Lawyers and supporters of Sowore and Bakare return to DSS to pick them up, but are not allowed to see them.

November 9, 2019

Peaceful protesters and media convene in Abuja to demand for DSS to honor court orders to release Sowore and Bakare. Witnesses capture videos of a violent scene erupting at the hands of the DSS with live ammunition fired at the peaceful gathering, journalists beaten and injured, and their vehicles vandalized.

November 12, 2019

Peter Afunanya, spokesperson of the DSS denied opening fire on the protesters. In a statement to CNN DSS claims that appropriate persons – his sureties – had not come to pick up Sowore and those that have shown up are not his recognized sureties. The warrant for Sowore’s release does not stipulate that he should be released to lawyers or sureties. It simply states that he has met his bail

November 13, 2019

Peter Afunanya, spokesperson of the DSS releases another contradictory statement saying that it is obvious that “they (Sowore and Bakare) rather choose to be looked after by the DSS. The reason for such choice is not farfetched.
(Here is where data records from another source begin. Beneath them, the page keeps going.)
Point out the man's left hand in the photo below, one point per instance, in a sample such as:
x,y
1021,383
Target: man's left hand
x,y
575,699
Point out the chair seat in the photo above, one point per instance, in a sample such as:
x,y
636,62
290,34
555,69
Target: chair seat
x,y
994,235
It is simply because the Service’s holding facilities are good and within acceptable international standards.”

November 15, 2019

In a press conference, Peter Afunanya, spokesperson of the DSS, gives yet another reason for not releasing Sowore. He states, “we cannot just release Sowore and ask him to go because he may be knocked down by a vehicle at the gate.” Mr. Falana visited Sowore and Bakare. His request to take them from the DSS was denied. The DSS continues to illegally detain Sowore and Bakare despite 2 court orders for their release after meeting bail.